Generally, a breach does not include:
- Any unintentional acquisition, access or use of health information by one of your employees or a business associate
if the use was made in good faith and does not result in a violation of HIPAA privacy rules - An inadvertent disclosure by a person who is authorized to access health information to another authorized person as long as the information is not further used in an impermissible manner
- A disclosure of health information in which you, an employee or business associate has a good faith belief that an unauthorized person would not reasonably be able to retain the information
For example, let’s say a staff member mistakenly hands a patient a medical file belonging to another patient, but she realizes her mistake immediately and recovers the file. If the employee can reasonably conclude that the patient could not have read or otherwise retained the information, then this disclosure would not constitute a breach under the HITECH Act’s breach notification rule.
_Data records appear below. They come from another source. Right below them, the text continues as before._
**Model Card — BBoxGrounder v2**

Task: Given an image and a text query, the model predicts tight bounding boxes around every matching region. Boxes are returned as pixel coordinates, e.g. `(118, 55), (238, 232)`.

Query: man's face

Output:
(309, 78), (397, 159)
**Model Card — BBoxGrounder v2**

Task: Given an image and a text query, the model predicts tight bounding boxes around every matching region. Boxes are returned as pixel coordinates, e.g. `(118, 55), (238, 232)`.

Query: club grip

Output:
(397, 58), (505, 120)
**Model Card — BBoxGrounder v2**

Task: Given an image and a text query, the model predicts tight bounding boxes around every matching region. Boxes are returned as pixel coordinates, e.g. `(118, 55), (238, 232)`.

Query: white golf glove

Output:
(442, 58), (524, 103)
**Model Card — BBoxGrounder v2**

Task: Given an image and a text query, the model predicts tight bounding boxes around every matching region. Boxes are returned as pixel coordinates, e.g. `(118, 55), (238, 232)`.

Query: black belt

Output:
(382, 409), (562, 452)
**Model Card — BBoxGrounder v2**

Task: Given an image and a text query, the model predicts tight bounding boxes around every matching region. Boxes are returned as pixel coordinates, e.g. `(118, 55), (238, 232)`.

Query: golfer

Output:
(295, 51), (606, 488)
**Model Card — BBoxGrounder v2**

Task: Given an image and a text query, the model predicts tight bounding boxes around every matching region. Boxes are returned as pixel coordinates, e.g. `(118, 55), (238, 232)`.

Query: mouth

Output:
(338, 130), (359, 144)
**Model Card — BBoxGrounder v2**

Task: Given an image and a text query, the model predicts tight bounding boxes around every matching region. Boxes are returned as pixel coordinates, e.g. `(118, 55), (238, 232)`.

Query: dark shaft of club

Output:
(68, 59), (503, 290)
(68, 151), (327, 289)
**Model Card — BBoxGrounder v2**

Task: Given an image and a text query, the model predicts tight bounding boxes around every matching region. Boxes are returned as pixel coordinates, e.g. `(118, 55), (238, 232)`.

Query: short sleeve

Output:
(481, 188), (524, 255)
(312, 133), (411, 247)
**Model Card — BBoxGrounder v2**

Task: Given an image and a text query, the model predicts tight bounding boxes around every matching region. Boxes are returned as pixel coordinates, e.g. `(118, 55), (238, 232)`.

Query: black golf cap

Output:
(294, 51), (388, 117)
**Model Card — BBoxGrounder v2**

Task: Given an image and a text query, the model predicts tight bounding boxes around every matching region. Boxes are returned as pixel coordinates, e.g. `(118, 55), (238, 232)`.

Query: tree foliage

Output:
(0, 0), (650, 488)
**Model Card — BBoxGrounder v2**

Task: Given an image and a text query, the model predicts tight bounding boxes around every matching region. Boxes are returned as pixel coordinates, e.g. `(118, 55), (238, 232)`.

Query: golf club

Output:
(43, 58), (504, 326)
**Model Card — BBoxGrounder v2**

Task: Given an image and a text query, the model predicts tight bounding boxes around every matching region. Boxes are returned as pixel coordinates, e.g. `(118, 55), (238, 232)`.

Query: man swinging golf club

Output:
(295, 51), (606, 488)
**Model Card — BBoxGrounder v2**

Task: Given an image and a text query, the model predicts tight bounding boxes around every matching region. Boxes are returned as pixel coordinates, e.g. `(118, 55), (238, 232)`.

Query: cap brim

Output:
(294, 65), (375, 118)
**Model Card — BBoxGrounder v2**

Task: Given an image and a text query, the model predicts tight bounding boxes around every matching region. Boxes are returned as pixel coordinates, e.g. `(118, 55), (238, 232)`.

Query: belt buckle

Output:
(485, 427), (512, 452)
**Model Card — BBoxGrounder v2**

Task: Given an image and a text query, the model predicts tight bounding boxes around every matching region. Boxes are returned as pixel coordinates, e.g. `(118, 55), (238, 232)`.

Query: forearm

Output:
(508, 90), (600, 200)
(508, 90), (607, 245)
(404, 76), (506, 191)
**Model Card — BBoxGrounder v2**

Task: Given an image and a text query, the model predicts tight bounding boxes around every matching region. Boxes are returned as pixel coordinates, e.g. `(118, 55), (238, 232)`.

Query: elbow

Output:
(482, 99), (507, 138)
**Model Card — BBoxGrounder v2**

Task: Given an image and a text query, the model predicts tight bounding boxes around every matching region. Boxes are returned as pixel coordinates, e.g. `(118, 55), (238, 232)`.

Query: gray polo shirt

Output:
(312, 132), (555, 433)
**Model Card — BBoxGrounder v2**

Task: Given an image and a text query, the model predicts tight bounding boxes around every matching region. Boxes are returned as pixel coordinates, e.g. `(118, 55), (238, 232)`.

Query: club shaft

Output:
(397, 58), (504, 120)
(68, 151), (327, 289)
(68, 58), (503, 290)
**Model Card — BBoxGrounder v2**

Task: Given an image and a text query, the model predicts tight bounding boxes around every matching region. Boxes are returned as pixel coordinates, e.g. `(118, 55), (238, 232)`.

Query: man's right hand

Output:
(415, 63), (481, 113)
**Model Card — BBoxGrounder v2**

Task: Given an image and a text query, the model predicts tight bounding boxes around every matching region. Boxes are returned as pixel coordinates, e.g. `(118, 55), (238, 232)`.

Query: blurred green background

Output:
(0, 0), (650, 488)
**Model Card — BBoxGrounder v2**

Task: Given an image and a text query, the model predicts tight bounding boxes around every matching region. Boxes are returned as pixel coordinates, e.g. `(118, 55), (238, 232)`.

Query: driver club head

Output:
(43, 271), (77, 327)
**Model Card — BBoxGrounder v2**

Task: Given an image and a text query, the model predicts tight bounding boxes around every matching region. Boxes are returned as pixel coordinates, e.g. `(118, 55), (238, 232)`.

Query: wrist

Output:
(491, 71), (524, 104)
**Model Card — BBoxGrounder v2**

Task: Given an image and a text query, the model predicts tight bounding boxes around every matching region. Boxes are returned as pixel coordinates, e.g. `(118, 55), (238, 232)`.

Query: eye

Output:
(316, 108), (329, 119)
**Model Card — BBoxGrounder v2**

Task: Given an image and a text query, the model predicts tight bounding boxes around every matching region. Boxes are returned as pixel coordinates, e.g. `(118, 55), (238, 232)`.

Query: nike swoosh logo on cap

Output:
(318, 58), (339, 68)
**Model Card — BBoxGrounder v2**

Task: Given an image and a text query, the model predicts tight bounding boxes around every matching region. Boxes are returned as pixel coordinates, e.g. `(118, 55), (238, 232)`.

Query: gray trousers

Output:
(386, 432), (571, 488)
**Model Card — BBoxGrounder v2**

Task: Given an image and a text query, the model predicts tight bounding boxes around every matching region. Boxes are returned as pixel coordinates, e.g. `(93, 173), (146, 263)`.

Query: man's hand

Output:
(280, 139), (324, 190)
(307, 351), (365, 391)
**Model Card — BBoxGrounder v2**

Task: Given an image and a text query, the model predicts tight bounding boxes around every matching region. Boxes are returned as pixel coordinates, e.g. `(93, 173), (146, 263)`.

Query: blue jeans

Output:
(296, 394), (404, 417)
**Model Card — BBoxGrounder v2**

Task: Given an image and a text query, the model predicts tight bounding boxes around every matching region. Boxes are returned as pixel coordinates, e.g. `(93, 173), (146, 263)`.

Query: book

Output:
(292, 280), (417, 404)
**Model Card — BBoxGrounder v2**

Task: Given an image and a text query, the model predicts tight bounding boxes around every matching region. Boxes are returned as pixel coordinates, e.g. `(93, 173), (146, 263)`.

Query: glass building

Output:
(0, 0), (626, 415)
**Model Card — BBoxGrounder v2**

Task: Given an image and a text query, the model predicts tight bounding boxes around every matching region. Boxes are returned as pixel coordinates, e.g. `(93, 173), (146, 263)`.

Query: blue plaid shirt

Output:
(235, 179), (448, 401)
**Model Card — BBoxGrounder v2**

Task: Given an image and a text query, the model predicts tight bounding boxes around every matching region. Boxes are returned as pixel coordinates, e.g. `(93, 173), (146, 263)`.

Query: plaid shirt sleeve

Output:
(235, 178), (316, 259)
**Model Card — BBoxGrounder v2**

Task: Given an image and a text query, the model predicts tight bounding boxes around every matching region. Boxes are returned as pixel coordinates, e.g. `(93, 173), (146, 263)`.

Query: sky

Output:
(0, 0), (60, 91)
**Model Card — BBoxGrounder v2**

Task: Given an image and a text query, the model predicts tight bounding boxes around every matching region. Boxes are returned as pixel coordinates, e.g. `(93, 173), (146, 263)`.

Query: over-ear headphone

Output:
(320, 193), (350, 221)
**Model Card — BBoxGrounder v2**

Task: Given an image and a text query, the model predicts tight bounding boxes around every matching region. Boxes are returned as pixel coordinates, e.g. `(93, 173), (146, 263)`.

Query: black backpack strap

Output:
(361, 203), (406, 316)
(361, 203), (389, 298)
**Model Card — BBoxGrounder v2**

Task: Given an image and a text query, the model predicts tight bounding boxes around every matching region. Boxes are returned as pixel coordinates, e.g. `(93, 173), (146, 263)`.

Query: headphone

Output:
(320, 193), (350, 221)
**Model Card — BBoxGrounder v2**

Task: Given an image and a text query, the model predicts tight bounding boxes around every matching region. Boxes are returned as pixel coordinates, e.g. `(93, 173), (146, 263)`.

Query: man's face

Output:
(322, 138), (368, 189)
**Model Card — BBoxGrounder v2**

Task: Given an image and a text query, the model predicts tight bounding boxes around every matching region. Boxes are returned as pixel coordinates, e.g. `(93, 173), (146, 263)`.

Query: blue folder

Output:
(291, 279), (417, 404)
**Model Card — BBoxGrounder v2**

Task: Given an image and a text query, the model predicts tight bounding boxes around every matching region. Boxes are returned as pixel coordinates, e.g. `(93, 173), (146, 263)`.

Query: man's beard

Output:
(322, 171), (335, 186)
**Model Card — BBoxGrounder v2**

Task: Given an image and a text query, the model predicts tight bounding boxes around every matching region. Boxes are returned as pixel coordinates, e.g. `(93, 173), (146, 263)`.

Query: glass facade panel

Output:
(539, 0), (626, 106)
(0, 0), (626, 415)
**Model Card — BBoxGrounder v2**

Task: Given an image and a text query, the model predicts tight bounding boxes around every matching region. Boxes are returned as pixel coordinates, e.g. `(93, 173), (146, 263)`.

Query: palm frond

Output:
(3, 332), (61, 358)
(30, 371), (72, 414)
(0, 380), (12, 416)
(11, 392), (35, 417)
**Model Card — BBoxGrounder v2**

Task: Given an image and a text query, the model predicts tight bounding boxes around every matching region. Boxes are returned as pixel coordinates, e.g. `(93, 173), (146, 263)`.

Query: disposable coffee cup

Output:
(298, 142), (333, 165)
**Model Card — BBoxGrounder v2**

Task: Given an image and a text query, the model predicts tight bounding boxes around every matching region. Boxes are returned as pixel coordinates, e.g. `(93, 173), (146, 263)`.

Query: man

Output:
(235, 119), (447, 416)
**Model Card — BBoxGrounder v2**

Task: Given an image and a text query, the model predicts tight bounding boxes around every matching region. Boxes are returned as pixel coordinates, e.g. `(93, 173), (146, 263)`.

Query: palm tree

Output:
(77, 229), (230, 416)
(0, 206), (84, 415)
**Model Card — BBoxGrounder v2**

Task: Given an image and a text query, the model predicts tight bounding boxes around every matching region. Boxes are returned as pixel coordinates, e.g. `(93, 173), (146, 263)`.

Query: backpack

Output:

On the other hand, a breach warranting additional investigation would clearly occur if an office employee takes a cell phone picture of patient and transmits the photo to friends or posts it on Facebook.
What to Do
If you discover that a breach was made, what should you do? First, you are required to notify the affected people within 60 days of first discovering the incident (or reasonably should have known about it). You’ll need to keep a log of breaches involving fewer than 500 people and submit the log to the Department of Health and Human Services
(HHS) annually. If a breach involves 500 people or more, you must notify (HHS). For breaches involving more than 500 people in one state or jurisdiction, the media must be notified in addition to HHS.
The HITECH Act also bolsters enforcement of the rules by adding a new aggressiveness in issuing fines, instituting tiered ranges of penalty amounts (with a minimum penalty of $100 for violations that have occurred without your knowledge and maximum penalty of $1.5 million for willful neglect). It also empowers state attorneys general to enforce some aspects of HIPAA.
Accountability for Business Associates
In addition to requiring that business associates notify you when they discover a breach, the HITECH Act makes business associates directly responsible for compliance with certain HIPAA provisions. Business associates must implement HIPAA-approved safeguards for electronic health information and comply with HIPAA
business associate rules.
Given the numerous changes and the increased enforcement, physicians should review agreements with current business associate to incorporate these new requirements and also make sure that internal HIPAA policies are up to the new standards, training staff on the new policies and putting in place procedures to remain compliant.